They do things differently there (L.P. Hartley).
Historical Fiction for teens and adults!
I love all kinds of books–that’s why I work in a library! Here are a few books written for or about teenagers that adults can also appreciate and enjoy. They are all set in the period between 1933 and 1950 or thereabouts.
Code Name Verity, by Elizabeth Wein. . As the book begins, a young woman is being interrogated by the Gestapo. She is a captured spy, and they want all the information she has; she may live so long as she keeps writing her confession. In that confession, the girl tells us of her deep friendship with Maddie, a transport pilot for the RAF. But where is Maddie now? And will either girl survive? A tale of love and courage that illuminates a little-known facet of WWII.
Rose Under Fire, by Elizabeth Wein, is a companion novel to Code Name Verity. Like Maddie, idealistic young American Rose Justice is a transport pilot. She is captured by the Luftwaffe while trying to knock a buzz bomb out of the air. The pilots admire her and she’s promised good treatment—but when she refuses to help build bombs, she is sent to Ravensbrueck, the notorious concentration camp for women. The year is 1944. In the camp, Rose suffers and witnesses horrors. But she also encounters women of remarkable fortitude and character. With their help, she vows, she will survive and tell the world what she has endured.
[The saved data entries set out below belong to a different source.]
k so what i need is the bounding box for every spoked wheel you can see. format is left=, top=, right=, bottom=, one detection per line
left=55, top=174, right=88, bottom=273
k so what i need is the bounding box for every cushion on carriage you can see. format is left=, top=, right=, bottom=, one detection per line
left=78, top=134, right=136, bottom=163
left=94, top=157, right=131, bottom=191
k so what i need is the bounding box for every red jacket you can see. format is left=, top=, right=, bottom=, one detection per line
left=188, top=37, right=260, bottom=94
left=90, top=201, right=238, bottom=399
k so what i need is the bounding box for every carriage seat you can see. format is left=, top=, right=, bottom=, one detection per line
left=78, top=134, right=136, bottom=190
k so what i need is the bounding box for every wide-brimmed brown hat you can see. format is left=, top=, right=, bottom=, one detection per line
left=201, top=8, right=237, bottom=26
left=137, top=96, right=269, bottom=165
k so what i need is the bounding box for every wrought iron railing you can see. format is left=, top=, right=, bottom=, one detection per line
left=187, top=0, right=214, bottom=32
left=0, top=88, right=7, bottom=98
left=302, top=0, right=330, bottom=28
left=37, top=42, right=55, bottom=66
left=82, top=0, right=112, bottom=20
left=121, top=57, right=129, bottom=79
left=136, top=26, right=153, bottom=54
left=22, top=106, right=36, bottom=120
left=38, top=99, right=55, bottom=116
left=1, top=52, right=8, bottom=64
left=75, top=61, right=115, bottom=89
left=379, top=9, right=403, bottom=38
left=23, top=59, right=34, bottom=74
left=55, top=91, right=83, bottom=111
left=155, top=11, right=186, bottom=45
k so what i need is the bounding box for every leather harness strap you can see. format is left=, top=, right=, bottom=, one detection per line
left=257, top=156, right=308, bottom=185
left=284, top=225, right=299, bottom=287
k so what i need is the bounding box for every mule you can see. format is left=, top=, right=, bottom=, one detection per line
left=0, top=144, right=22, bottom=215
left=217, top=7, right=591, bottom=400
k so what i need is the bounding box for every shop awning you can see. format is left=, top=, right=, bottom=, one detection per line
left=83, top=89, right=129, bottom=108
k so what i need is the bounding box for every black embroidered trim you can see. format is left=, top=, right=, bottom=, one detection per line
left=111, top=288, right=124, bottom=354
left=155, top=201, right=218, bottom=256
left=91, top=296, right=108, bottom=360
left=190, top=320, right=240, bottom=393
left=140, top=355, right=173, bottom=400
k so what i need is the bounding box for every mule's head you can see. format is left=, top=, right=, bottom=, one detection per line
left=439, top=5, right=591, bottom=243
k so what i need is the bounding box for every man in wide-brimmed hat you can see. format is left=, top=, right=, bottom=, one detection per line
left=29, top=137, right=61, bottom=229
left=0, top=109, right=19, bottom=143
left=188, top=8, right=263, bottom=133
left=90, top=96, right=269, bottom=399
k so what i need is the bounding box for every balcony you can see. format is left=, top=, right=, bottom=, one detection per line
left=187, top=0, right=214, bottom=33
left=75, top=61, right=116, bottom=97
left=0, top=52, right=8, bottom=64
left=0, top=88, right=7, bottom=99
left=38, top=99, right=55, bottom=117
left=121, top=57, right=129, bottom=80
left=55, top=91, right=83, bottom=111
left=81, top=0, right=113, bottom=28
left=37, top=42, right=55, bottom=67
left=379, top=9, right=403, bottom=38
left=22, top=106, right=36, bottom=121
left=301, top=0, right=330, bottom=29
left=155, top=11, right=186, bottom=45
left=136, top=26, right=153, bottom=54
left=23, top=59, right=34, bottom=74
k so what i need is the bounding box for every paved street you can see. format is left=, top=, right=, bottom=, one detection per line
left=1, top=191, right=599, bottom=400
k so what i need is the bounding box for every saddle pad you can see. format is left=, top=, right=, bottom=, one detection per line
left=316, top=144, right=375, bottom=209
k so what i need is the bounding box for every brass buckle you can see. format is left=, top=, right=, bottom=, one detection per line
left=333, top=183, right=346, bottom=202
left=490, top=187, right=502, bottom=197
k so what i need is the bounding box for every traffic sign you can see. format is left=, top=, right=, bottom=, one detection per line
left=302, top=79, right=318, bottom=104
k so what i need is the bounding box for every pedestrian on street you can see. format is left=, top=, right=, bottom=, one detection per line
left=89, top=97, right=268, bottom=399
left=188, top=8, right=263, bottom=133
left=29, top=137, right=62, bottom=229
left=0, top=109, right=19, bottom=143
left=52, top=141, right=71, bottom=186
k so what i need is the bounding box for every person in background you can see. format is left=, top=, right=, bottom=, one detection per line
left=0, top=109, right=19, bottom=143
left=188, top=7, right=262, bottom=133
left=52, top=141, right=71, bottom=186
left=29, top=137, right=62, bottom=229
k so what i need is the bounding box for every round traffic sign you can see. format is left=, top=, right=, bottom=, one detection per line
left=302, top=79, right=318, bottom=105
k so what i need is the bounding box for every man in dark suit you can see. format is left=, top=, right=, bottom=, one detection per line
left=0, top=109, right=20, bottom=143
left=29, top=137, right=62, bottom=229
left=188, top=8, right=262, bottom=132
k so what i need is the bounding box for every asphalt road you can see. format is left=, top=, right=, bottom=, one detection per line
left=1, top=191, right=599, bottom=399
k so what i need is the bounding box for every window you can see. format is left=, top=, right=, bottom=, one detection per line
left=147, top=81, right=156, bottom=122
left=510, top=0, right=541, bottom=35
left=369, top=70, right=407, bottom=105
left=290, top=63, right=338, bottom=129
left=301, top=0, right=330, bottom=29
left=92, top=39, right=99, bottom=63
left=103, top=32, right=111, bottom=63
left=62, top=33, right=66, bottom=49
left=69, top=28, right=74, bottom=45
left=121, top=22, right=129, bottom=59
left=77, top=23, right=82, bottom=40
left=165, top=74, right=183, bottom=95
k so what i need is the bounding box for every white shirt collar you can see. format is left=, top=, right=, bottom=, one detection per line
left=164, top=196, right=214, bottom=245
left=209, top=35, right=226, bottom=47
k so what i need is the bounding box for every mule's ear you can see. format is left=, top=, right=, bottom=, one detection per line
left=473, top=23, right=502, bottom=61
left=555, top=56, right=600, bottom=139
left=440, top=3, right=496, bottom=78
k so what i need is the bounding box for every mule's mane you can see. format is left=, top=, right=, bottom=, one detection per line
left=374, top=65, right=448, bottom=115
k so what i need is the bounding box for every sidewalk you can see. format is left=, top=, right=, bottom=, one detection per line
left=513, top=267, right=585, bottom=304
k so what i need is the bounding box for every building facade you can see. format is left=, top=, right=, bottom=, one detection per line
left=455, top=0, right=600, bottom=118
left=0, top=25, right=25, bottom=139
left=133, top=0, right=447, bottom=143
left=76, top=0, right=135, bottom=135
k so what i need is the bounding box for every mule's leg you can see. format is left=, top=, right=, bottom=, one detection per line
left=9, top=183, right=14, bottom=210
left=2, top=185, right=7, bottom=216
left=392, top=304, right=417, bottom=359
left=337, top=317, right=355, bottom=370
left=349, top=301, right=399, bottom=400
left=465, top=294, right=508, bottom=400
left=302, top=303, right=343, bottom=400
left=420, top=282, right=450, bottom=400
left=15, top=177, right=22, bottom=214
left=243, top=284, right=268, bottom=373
Here’s another fine historical novel by Elizabeth Wein. Em Menotti and Teo Gedeyon are the children of two stunt pilots. When Teo’s mother is killed, Em’s mother decides she will take her daughter and her adopted son to a country where they can live as a family—for, in 1930s America, people look askance at a White woman raising a Black boy. So Rhoda brings her children to Ethiopia. For several years, the little family is happy. But then Italy attacks Ethiopia, and everything changes. Teo is now fifteen, old enough to carry a spear for his country—and the boy is in danger of more than death in battle. The book takes the form of a letter Emilia writes to the emperor, Haile Selassie, in her brother’s defense.
Between Shades of Gray, by Ruta Sepetys, is based on the author’s family history. Lina is 16, growing up in Lithuania, when she, her mother, and her little brother are dragged out of their home and shipped to a forced labor camp in Siberia. Lina doesn’t know where her father is, or whether he is still alive. She is unprepared for the extreme cold and hunger she must endure. But she has her art, and that gives her a reason to keep on living, even when conditions grow dire. Sepetys is herself the daughter of a refugee, and her book is a tribute to refugees everywhere. It also tells a story many readers will never have come across before.
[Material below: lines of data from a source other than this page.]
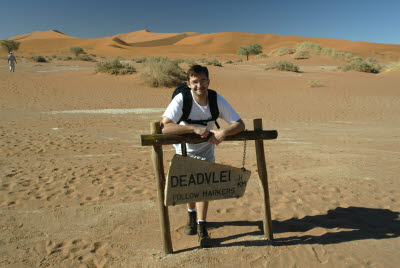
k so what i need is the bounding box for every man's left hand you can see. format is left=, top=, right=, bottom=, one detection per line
left=208, top=130, right=227, bottom=145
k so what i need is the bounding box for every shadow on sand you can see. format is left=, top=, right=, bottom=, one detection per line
left=174, top=206, right=400, bottom=253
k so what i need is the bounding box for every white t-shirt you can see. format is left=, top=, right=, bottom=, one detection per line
left=162, top=90, right=241, bottom=162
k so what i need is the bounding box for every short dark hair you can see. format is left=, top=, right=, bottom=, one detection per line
left=187, top=65, right=209, bottom=81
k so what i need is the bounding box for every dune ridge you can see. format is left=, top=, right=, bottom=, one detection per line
left=5, top=29, right=400, bottom=59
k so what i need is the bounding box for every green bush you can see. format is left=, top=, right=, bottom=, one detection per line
left=265, top=60, right=299, bottom=72
left=95, top=58, right=136, bottom=75
left=142, top=57, right=186, bottom=87
left=90, top=54, right=96, bottom=57
left=293, top=50, right=310, bottom=60
left=0, top=40, right=20, bottom=53
left=237, top=43, right=263, bottom=60
left=338, top=59, right=381, bottom=73
left=70, top=46, right=85, bottom=57
left=63, top=56, right=72, bottom=61
left=33, top=56, right=47, bottom=62
left=225, top=60, right=234, bottom=64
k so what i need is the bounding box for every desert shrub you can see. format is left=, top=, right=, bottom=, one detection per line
left=255, top=54, right=268, bottom=59
left=293, top=50, right=310, bottom=60
left=76, top=55, right=96, bottom=62
left=333, top=52, right=354, bottom=61
left=295, top=42, right=321, bottom=54
left=351, top=56, right=363, bottom=62
left=132, top=57, right=147, bottom=63
left=225, top=60, right=233, bottom=64
left=142, top=57, right=186, bottom=87
left=70, top=46, right=85, bottom=57
left=90, top=54, right=96, bottom=57
left=95, top=58, right=136, bottom=75
left=33, top=56, right=47, bottom=62
left=63, top=56, right=72, bottom=61
left=338, top=59, right=381, bottom=73
left=197, top=58, right=208, bottom=63
left=171, top=58, right=184, bottom=64
left=321, top=47, right=335, bottom=56
left=307, top=80, right=323, bottom=87
left=385, top=61, right=400, bottom=72
left=270, top=47, right=294, bottom=56
left=184, top=58, right=196, bottom=66
left=206, top=59, right=222, bottom=67
left=51, top=55, right=57, bottom=58
left=149, top=56, right=164, bottom=62
left=265, top=60, right=299, bottom=72
left=235, top=59, right=243, bottom=63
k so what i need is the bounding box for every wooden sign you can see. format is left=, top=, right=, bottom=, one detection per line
left=165, top=154, right=251, bottom=206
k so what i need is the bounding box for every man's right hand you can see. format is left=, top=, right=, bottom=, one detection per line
left=193, top=127, right=210, bottom=138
In Salt to the Sea, Sepetys again tells a WWII story you may never have heard of. The sinking of the Wilhelm Gustlof was the greatest maritime tragedy in history. The ship was carrying thousands of refugees from German-held territory in January, 1945, when it was struck by four torpedoes. Many of the passengers were children. Sepetys tells the story of the sinking in four voices; three young refugees and a German sailor. If you loved All the Light We Cannot See, you might like this book, as well.
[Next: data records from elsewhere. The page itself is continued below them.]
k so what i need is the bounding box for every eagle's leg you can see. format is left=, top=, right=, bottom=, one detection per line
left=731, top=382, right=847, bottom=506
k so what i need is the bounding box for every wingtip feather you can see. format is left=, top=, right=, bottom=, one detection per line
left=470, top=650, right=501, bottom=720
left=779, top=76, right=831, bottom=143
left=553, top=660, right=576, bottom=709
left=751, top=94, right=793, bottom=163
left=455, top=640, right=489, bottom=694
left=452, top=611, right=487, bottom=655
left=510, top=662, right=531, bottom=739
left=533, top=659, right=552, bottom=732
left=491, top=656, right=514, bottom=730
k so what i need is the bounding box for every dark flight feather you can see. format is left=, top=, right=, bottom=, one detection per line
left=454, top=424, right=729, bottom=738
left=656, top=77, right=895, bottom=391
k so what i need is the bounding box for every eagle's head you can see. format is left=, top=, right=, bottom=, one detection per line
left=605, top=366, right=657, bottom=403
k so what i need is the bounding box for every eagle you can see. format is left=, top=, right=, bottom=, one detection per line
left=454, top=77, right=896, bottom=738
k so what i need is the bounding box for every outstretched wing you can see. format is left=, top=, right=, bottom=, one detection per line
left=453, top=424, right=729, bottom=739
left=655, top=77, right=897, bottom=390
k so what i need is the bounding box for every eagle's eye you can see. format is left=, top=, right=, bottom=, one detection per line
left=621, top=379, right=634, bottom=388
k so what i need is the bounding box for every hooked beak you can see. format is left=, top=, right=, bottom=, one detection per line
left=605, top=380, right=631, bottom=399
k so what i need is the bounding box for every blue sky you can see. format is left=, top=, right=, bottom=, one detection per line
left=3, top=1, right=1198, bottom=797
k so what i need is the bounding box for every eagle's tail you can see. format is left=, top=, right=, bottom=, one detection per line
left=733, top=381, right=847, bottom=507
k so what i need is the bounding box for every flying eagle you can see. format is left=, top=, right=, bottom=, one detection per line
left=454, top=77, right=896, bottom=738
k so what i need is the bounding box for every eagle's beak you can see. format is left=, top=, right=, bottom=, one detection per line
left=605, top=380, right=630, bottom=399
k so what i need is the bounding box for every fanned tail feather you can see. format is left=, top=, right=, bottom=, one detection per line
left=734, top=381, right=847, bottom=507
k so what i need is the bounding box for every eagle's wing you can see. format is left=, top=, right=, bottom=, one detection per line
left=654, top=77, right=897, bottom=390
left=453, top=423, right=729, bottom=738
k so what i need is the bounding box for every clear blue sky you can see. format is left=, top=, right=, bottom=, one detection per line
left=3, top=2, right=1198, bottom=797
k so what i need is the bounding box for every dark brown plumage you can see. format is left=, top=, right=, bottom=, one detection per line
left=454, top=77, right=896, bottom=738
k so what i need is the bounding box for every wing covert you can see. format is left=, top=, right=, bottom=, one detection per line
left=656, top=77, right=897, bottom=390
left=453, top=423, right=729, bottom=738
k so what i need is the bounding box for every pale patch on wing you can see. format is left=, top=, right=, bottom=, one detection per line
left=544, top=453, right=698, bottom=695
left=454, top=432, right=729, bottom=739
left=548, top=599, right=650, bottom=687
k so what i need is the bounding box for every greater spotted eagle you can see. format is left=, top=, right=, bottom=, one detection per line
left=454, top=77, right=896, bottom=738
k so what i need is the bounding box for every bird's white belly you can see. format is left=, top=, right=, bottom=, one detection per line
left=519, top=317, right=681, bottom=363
An Episode of Sparrows, by Rumer Godden. In postwar London, children scratch out an existence on the streets, playing in the rubble of the bombed buildings. This might be Lovejoy’s story; she’s one of those street children. Lovejoy wants to make a garden, but, no matter how hard she tries, it doesn’t seem possible to make anything beautiful on Catford Street. Or it might be Tip Malone’s story, or maybe Sparky’s. The boys end up helping Lovejoy get good garden earth – even though they have to steal it from one of the rich houses in the square. Or maybe it’s Olivia’s story. She’s the quiet, elderly woman who lives in that house. No one notices Olivia. Is it finally her turn to act? How these lives, and others, intersect and how these characters change each other make for a lovely tale that will appeal to fans of Call the Midwife.